Talkhouse Releases Two New Podcasts

This week, Talkhouse continues its busy season of programming to date with the launch of two brand-new podcasts created and hosted by Santigold (Noble Champions) and Kimbra (Playing With Fire). 

Released on October 31st, the first episode of Santigold's Noble Champions includes a roundtable talk about art and spirituality with Yasiin Bey and Sanford Biggers.
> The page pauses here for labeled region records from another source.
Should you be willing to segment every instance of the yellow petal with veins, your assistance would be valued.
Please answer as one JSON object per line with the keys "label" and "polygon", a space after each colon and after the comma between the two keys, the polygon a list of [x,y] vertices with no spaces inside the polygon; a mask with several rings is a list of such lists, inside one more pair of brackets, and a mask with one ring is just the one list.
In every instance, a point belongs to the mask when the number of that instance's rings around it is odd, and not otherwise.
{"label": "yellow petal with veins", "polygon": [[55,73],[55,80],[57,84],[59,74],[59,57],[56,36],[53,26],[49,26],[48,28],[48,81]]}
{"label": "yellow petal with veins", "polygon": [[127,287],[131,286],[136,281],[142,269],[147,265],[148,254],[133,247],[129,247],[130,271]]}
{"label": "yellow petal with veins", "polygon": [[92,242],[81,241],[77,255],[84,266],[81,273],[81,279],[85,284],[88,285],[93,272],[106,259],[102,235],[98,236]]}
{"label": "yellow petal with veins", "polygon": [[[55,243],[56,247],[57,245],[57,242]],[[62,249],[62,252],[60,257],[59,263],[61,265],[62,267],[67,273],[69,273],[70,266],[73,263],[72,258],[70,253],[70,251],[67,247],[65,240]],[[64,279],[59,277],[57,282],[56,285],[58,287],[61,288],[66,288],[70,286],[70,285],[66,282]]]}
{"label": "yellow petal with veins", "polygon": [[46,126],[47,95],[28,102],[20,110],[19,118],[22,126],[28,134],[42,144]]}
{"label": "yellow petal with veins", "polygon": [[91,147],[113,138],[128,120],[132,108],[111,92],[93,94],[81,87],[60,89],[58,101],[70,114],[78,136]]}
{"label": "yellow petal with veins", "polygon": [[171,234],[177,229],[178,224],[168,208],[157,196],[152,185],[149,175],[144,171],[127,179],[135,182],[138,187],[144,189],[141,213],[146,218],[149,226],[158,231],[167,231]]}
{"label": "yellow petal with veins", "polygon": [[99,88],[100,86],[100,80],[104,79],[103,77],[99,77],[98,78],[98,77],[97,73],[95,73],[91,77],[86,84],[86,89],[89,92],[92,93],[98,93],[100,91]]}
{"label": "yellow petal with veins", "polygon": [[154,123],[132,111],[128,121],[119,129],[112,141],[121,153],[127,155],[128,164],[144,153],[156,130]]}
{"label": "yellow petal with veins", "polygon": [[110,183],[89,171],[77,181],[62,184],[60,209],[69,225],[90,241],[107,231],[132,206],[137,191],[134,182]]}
A modern day salon, each installment of the weekly series will see host and creator Santigold sit down with some of today's leading artists, authors, activists and progressive thinkers who stand up, stick up and speak up for important causes, from Olivia Wilde and Questlove to Angela Yee, Bun B, Dan Kovalik, Idris Elba, Mary Anais Heglar, Rebecca Walker, Resmaa Menakem, Saul Williams and Tunde Adebimpe. 

Inspired by the artist Kandinsky, when he said that periods during which art has no noble champions are ones of retrogression, these intimate no-holds-barred conversations are where Santigold and her fellow "champions" try to make some sense out of our world, to push culture forward.
 

NYT Hard Fork On Musk & Twitter's Weird Future

“Hard Fork,” a new podcast from The New York Times, explores stories from the wild frontier of tech and the future that’s already here.


From the Metaverse to Generative A.I., veteran tech journalists Kevin Roose and Casey Newton discuss the latest stories in the world of tech and business with curiosity and humor, bringing listeners news, interviews and analysis from the bleeding edge. 


“The tech industry we’ve both covered for more than a decade is transforming into something new and strange, and this show is our way of trying to understand what’s happening and explain it to listeners,” said Roose and Newton. “It’s a smart, casual conversation that tells you where tech and business are going without overwhelming you — and might even give you some reasons for hope.”


The first four episodes of “Hard Fork” are out now.